Same approach for resource access. Need a database connection? Run the access request skill. It identifies what you need, checks your role, and provisions the right level of access through the managed layer. No Slack messages to engineering. No waiting. No overprivileged credentials because someone copy-pasted a connection string from a coworker.
The skills meet people where they are. Inside their AI coding tool. Not in a wiki they'll never read.
Policy changes
Technical controls aren't enough. You need policies that acknowledge this new reality.
Data classification. Every dataset needs a classification. Public, internal, confidential, restricted. Vibe coders should know which category they're working with and what rules apply.
Tool registration. If you build something that accesses company data, it goes in a registry. Not for approval. For visibility. So when a breach happens, you know what exists and what it touches.
Security training that actually fits. A 2-hour SOC2 compliance course won't help a PM who just wants to build a dashboard. Short, specific guidance: don't hardcode secrets, don't send customer data to external APIs, use the provided database connections. Five minutes. Practical.
Incident response that includes internal tools.

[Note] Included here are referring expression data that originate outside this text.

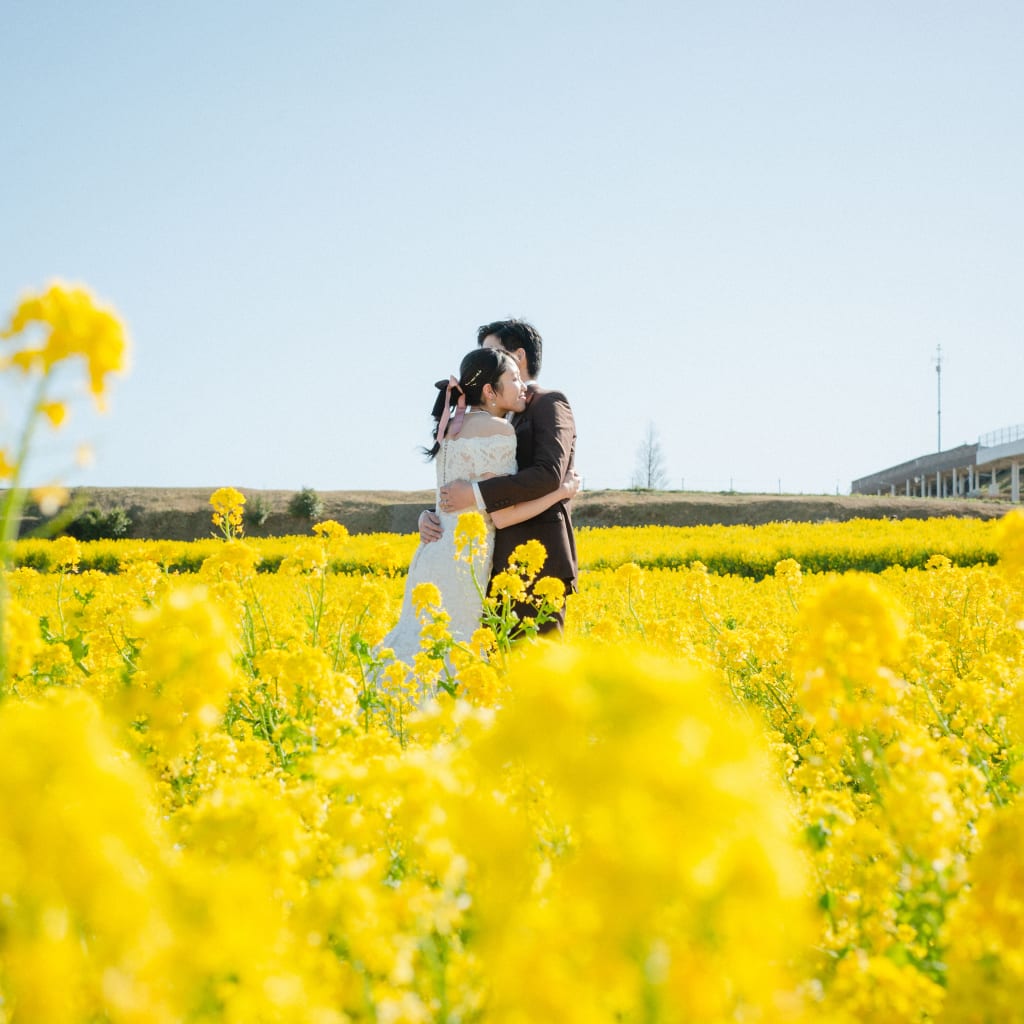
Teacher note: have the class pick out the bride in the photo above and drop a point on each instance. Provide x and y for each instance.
(472, 440)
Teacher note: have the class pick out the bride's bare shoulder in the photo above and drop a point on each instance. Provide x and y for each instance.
(485, 426)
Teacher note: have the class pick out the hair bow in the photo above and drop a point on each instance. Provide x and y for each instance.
(460, 411)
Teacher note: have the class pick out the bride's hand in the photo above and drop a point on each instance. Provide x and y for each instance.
(571, 485)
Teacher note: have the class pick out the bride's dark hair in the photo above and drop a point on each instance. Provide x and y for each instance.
(482, 366)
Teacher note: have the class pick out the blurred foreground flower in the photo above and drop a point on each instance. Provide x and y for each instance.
(637, 849)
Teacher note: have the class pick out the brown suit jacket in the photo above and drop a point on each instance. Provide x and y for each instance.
(545, 453)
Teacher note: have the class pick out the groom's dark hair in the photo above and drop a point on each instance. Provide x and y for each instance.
(515, 334)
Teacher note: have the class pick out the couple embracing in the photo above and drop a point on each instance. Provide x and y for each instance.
(505, 446)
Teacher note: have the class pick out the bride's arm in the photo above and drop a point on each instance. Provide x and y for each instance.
(526, 510)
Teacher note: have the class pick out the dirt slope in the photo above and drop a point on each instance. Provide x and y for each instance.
(183, 513)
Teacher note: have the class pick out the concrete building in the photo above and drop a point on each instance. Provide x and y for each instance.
(990, 467)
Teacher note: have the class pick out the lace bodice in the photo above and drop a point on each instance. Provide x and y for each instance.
(471, 458)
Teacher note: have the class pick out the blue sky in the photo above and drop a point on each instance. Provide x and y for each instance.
(748, 223)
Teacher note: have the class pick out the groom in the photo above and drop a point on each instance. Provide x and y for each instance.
(545, 452)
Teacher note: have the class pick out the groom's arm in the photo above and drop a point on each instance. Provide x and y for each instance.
(554, 438)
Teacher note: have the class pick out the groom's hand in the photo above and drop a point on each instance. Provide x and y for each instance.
(458, 497)
(430, 526)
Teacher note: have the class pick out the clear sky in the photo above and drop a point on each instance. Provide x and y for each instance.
(748, 223)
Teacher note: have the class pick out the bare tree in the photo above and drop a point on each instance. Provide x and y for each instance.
(649, 472)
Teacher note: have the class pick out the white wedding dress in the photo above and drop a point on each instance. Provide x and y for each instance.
(437, 562)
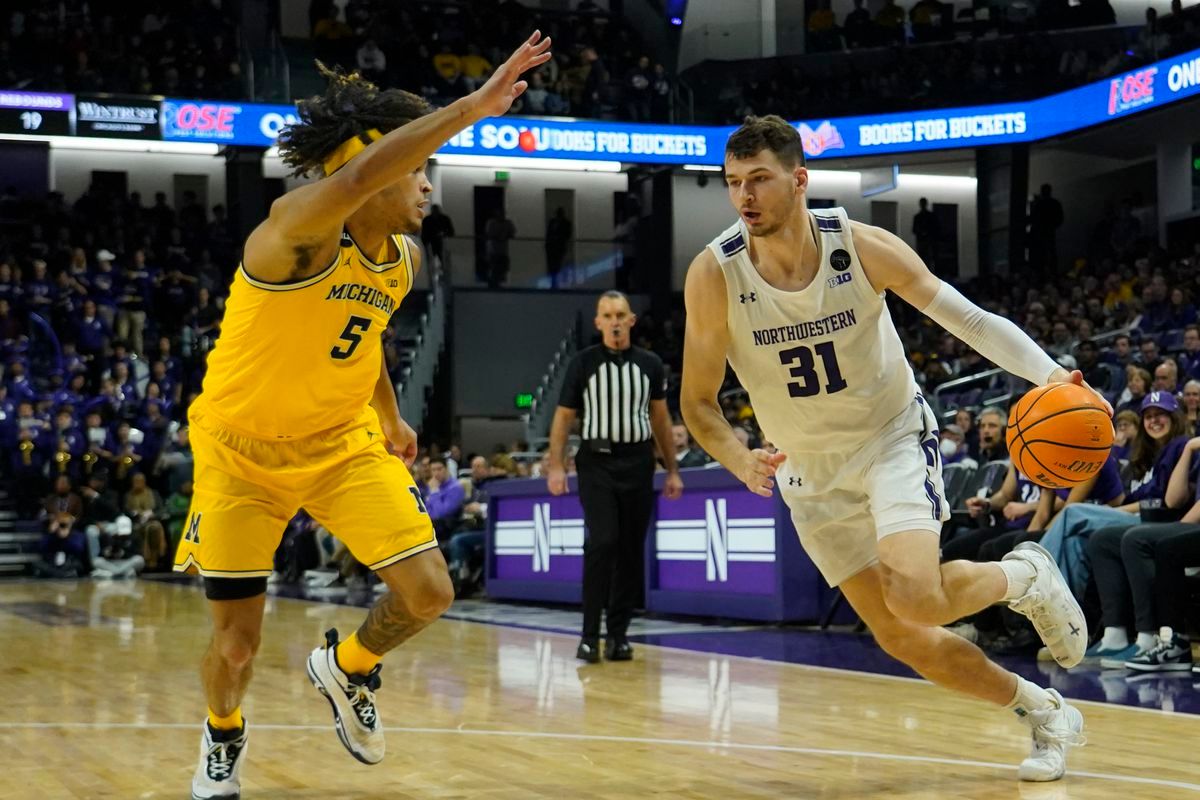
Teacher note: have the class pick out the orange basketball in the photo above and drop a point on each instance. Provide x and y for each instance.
(1060, 435)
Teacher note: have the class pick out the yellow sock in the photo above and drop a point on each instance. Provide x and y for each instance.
(232, 722)
(354, 659)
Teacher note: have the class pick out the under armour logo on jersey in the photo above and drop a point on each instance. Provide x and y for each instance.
(193, 530)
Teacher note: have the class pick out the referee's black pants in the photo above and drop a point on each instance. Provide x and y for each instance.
(617, 493)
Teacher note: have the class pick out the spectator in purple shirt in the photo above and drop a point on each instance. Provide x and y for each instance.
(129, 452)
(19, 388)
(39, 292)
(72, 394)
(10, 290)
(72, 362)
(174, 368)
(445, 497)
(168, 388)
(66, 429)
(1189, 359)
(91, 332)
(1180, 311)
(1123, 564)
(102, 287)
(124, 382)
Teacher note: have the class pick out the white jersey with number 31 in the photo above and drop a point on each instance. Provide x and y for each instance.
(825, 367)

Your incident playbook probably assumes all production code went through CI/CD. That's no longer true. Internal tools built by non-engineers need to be in scope.
The engineering responsibility
This isn't about gatekeeping. It's about building the infrastructure and guardrails that let the whole company build safely.
The value of vibe coding comes from removing friction. If our security controls add so much friction that people go around them, we failed. The controls need to be invisible. Secure defaults. Managed connections. PII redaction built into the data layer.
Engineers who see this as someone else's problem are going to have a bad time when the first PII leak traces back to a marketing automation tool that nobody in engineering knew existed.
Own the platform. Let them build. Make it safe by default.